Page:Revue des Deux Mondes - 1915 - tome 29.djvu/538

Le texte de cette page a été corrigé et est conforme au fac-similé.

Il s’agissait de coordonner un mouvement d’ensemble susceptible d’intimider les gouvernans. Le 29 juillet, le jour même où la Russie décrétait une mobilisation partielle, au lendemain de la déclaration de guerre de l’Autriche à la Serbie, les membres les plus marquans de l’Internationale, délégués par douze de ses sections adhérentes, se réunissaient à Bruxelles, à la nouvelle Maison du Peuple, sous la présidence de Vandervelde.

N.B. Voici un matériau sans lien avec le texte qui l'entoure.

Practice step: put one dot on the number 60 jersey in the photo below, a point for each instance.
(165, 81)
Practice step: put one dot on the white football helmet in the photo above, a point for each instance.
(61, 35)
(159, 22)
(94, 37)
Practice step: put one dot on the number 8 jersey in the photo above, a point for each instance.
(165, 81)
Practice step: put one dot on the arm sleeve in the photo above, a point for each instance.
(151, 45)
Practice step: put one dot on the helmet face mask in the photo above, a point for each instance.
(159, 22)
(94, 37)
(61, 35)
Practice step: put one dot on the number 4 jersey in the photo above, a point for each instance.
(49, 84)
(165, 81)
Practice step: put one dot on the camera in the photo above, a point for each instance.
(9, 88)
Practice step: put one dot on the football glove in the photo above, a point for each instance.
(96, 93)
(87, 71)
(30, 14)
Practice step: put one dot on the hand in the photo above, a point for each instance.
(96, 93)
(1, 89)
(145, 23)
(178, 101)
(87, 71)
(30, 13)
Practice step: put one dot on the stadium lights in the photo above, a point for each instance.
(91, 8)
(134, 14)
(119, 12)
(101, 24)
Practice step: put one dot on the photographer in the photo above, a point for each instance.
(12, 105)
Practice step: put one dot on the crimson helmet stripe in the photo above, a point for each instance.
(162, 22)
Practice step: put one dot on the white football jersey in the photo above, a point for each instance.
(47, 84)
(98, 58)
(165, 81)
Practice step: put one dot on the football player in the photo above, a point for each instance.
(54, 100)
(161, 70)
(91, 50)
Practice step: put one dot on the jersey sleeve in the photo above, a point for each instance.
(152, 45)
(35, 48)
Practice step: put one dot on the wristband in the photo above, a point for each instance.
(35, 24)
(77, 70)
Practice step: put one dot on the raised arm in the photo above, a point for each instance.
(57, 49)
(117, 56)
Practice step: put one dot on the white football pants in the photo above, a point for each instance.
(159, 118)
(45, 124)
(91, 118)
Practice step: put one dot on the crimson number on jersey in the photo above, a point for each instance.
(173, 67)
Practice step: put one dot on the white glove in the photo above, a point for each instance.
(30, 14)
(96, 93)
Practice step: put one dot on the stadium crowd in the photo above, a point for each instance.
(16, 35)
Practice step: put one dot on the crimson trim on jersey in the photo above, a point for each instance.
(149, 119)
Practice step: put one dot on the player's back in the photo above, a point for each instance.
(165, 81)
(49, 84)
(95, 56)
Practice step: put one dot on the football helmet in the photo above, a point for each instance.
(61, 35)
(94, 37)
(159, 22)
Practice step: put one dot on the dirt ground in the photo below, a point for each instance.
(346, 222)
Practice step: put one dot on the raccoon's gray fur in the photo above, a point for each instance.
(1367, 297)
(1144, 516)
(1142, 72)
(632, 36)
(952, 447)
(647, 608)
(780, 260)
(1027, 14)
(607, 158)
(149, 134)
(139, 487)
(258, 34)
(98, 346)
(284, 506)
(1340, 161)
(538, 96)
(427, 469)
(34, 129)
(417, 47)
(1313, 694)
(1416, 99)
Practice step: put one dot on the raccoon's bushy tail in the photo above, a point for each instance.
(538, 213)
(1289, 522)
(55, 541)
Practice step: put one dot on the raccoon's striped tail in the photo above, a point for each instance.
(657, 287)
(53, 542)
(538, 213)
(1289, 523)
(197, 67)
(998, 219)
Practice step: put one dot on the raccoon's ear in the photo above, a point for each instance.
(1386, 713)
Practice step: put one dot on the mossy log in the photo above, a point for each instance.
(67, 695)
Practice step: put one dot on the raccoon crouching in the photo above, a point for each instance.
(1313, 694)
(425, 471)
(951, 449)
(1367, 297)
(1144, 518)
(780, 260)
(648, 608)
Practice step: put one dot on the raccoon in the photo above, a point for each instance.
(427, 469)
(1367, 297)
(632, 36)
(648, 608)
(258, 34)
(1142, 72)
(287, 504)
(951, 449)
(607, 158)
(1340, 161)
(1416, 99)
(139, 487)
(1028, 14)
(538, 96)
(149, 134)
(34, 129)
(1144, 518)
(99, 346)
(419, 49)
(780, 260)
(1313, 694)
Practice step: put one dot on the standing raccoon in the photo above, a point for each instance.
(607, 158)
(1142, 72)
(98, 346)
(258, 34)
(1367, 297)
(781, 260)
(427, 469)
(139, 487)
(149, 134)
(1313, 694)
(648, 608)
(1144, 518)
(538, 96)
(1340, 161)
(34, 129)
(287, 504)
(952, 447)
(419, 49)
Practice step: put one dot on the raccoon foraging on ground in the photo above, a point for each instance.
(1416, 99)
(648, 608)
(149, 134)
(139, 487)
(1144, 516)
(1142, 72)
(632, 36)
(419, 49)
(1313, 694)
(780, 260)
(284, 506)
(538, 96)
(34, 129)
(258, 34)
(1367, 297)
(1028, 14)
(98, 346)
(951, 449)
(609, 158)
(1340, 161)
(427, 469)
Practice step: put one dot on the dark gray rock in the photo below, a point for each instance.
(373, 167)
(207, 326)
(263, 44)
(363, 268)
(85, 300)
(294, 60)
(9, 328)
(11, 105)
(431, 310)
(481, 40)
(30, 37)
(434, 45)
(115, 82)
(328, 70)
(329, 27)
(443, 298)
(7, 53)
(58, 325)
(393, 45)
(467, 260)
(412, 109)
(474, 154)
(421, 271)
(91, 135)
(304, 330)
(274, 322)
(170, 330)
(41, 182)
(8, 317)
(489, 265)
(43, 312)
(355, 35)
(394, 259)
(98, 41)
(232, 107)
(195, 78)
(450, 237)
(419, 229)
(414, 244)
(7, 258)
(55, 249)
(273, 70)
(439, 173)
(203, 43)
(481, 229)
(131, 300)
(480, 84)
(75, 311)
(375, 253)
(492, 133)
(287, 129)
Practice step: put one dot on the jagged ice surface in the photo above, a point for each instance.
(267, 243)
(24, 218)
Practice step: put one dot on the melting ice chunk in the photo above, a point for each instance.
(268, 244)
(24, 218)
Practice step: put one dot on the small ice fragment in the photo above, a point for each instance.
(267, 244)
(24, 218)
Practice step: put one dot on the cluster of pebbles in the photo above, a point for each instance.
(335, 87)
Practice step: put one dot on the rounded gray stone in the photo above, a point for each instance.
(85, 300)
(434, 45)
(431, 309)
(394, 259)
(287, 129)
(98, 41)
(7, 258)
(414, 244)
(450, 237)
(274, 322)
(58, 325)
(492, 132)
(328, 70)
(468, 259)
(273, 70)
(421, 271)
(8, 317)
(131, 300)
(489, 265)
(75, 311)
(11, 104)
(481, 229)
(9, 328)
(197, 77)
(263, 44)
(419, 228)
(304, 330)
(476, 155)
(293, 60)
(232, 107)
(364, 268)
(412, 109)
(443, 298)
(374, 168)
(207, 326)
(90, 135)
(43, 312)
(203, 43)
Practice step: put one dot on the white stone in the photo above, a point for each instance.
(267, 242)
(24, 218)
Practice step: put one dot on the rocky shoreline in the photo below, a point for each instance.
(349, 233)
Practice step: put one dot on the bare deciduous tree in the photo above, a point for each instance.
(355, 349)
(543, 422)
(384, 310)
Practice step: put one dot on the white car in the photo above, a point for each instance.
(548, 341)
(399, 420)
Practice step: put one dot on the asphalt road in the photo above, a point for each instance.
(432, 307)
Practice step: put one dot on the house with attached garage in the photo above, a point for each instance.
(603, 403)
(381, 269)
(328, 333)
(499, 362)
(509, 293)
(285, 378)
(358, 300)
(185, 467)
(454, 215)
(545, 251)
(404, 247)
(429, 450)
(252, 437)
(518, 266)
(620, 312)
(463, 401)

Le Dr Adler prit le premier la parole, au nom des socialistes autrichiens, à la séance secrète du matin : son discours causa la déception la plus vive et suscita d’ardentes discussions lorsqu’il déclara que la guerre contre la Serbie était très populaire en Autriche, qu’il serait très difficile de résister à l’entraînement, que tout ce que pouvait faire le parti socialiste autrichien c’était de préserver la classe ouvrière de l’infection patriotique et de tâcher de maintenir ses organisations. — Rosa Luxembourg, déléguée de la Pologne, affirma que le Kaiser savait déjà que les socialdémocrates lui créeraient des difficultés. Jaurès demanda au fondé de pouvoir des socialistes allemands, Haase, de vouloir bien préciser leur action : celui-ci répondait qu’à Berlin, à Hambourg, dans toutes les villes d’Allemagne, des foules immenses étaient prêtes à s’insurger contre la guerre, une agitation intense gagnerait aussitôt « les casernes et les administrations de l’Etat. » Le soir même, à une réunion publique au cirque de Bruxelles, où se pressaient toutes les classes de la société, et où les orateurs français, allemands, russes, hollandais, occupèrent la tribune, Haase s’écriait que l’ultimatum prouvait que la guerre avait été préméditée. « Les bourgeois français et allemands désirent l’intervention, qu’ils prennent garde à la révolution prolétarienne. » Comme le remarque un socialiste, M. La Chesnais, auteur d’une intéressante brochure à laquelle nous empruntons ces détails[1], Haase parle de la responsabilité de la bourgeoisie allemande, mais il passe sous silence celle du gouvernement : et il atténue celle de la bourgeoisie germanique, en la partageant fraternellement avec la bourgeoisie gauloise. L’artifice est ingénieux. Jaurès, au nom de la France, prononça sa dernière harangue pour la paix du monde. Il accusait l’Autriche et l’Allemagne, il

  1. Le groupe socialiste du Reichstag et la déclaration de guerre. Armand Colin.